For the record, a cross post:

The problem you are describing is the well known Gambler's fallacy. Now, of course, if the tosses are actually independent, you can ignore everything that happened before, and just go with the actual event: p = 0.5. But that won't tell you whether the events actually were independent. So if independence is your assumption, there is no point doing this at all. But how can we test this? Let's take your sequence, put all sequences of 4 events into a matrix, then pull out all instances where the first three events are "1", and then see what we have. No loops required. 1,000,000 trials is pretty much instantaneous.

N <- 1000000
set.seed <- 3141593
events <- sample(0:1, N, replace = TRUE)
sets <- matrix(numeric((N-3) * 4), nrow = N-3, ncol = 4)

sets[ , 1] <- events[1:(N-3)]
sets[ , 2] <- events[2:(N-2)]
sets[ , 3] <- events[3:(N-1)]
sets[ , 4] <- events[4:(N-0)]

sel <- rowSums(sets[, 1:3]) == 3        # 3  times (1) in the first three columns
head(sets[sel, ])                       # Always! check what you are doing

(tbl <- table(sets[sel, 4]))            # There you go.

(abs(tbl[1] - tbl[2]) / tbl[2]) * 100   # Difference in %

I get 62,344 vs. 62,244 which is just under 0.3% difference.


As previously mentioned, you should also consider counting 1111 twice within 11111 and beyond. 011110 would be one specific probability, while more 1s beyond four consecutives would require a bit more work. Would you say that you defined your problem specifically enough? I think your question can be answered better, whether it was coded with the same intention as your intended hypothesis. Steipe's solution seems to be what you're looking for, but still not 100% sure because it was not specified in the original post.

@FJCC and @Steipe both provide solutions which will accurately replicate the OQ, but note that the results from either will vary depending on the seed you set. Other seeds will give different totals.

Actually @FJCC's solution is not quite correct, since it operates on groups of four, not one long string. If there were an issue with the RNG that would affect patterns of more than four repetitions, this would not be recognized.

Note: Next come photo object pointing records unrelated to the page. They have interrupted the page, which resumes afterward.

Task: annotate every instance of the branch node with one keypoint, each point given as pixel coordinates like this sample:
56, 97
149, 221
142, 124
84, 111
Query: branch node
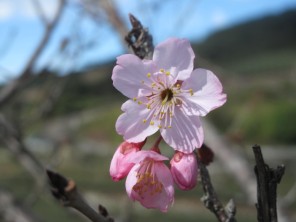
139, 39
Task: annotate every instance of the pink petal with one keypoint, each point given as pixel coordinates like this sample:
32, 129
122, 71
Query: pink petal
207, 92
129, 73
143, 154
175, 55
130, 124
165, 198
184, 170
120, 165
131, 180
186, 132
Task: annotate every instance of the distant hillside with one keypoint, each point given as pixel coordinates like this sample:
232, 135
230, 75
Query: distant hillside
272, 40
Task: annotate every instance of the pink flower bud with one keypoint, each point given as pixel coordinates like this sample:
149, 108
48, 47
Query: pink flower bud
120, 164
184, 170
150, 181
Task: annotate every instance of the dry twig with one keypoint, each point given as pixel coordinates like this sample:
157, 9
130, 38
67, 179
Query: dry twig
267, 180
66, 192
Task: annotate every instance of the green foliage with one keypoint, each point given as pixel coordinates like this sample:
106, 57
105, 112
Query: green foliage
255, 41
272, 122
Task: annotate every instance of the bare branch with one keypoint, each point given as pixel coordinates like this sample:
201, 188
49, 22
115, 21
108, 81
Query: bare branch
211, 200
10, 136
114, 18
40, 11
267, 180
13, 212
66, 192
139, 39
8, 91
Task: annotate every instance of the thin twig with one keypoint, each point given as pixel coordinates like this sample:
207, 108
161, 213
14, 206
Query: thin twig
12, 211
10, 90
139, 39
211, 200
267, 180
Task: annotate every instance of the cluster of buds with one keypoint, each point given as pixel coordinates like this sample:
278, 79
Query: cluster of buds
168, 96
149, 180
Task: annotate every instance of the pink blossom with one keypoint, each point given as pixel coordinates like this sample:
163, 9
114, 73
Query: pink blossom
120, 166
166, 94
150, 181
184, 170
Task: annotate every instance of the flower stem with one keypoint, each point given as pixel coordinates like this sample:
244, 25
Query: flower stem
157, 142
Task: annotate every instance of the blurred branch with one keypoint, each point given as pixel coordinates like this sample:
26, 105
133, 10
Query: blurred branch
66, 192
114, 18
139, 39
40, 11
267, 180
231, 159
9, 90
211, 200
210, 197
13, 212
11, 137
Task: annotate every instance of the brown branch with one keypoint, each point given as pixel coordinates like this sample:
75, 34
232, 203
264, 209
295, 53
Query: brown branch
66, 192
139, 39
11, 89
11, 137
211, 200
114, 18
267, 180
13, 212
231, 159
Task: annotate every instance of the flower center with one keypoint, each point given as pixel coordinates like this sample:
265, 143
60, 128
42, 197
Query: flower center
166, 95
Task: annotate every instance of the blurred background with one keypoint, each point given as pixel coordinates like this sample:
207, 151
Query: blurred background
58, 107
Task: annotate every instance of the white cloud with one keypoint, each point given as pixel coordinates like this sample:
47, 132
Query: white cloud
219, 18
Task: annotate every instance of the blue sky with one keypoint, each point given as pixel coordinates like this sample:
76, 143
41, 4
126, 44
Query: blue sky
21, 29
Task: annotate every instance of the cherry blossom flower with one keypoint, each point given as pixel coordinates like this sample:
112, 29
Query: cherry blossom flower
120, 166
150, 181
184, 170
166, 94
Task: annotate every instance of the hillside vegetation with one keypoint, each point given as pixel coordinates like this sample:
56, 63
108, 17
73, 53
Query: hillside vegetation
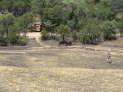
87, 21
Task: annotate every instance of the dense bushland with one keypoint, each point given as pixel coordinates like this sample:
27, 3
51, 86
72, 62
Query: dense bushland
87, 21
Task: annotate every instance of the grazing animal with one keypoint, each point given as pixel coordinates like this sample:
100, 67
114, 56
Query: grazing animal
65, 43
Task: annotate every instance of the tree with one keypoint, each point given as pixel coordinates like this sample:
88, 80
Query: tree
6, 21
109, 29
90, 34
63, 30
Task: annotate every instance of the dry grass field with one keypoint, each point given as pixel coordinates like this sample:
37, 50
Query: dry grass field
61, 69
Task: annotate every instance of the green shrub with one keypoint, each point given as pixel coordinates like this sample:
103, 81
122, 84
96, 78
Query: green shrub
44, 34
90, 34
109, 30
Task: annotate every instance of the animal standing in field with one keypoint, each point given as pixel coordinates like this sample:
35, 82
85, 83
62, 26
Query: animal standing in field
66, 43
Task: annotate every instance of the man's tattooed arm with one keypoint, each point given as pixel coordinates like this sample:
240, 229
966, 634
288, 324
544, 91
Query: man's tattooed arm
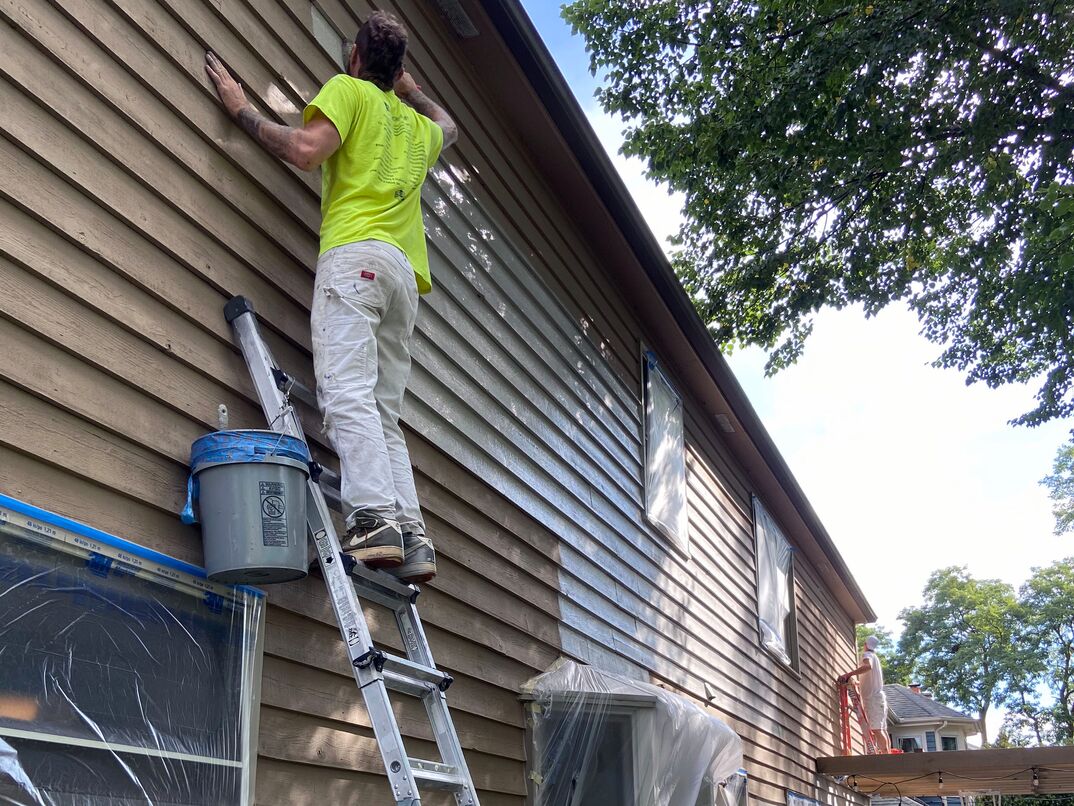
278, 140
409, 94
305, 147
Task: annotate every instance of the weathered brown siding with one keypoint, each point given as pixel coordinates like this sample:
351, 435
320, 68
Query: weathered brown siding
131, 210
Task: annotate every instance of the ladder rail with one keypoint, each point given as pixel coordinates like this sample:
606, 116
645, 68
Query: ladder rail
374, 671
352, 628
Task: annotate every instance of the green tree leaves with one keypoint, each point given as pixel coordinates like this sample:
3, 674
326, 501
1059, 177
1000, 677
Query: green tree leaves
960, 639
837, 153
1060, 485
976, 645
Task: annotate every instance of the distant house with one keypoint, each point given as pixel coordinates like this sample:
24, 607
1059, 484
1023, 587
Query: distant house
919, 723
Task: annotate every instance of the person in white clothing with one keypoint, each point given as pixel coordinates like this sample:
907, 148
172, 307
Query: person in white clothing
872, 693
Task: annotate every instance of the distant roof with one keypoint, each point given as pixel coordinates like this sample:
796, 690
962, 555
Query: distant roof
903, 704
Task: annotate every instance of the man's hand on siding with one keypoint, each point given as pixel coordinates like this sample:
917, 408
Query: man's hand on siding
305, 147
231, 94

There is an important lesson in that: when doing these kinds of statistical simulations, you have to be careful to translate the question exactly, and not use code that you assume to be equivalent. OP has made an assumption about how str_count() works, that turned out to be wrong, and @FJCC made an assumption that four independently flipped elements would be equivalent to OP's scenario, but that's not exactly true (although their analysis of the reason why OP's result is wrong is spot on!). Of course the resulting code may turn out to be awkward - but otherwise, if we assume independence, we might just as well write table(sample(0:1, 1000000, replace=TRUE)) - and we all know how that will turn out.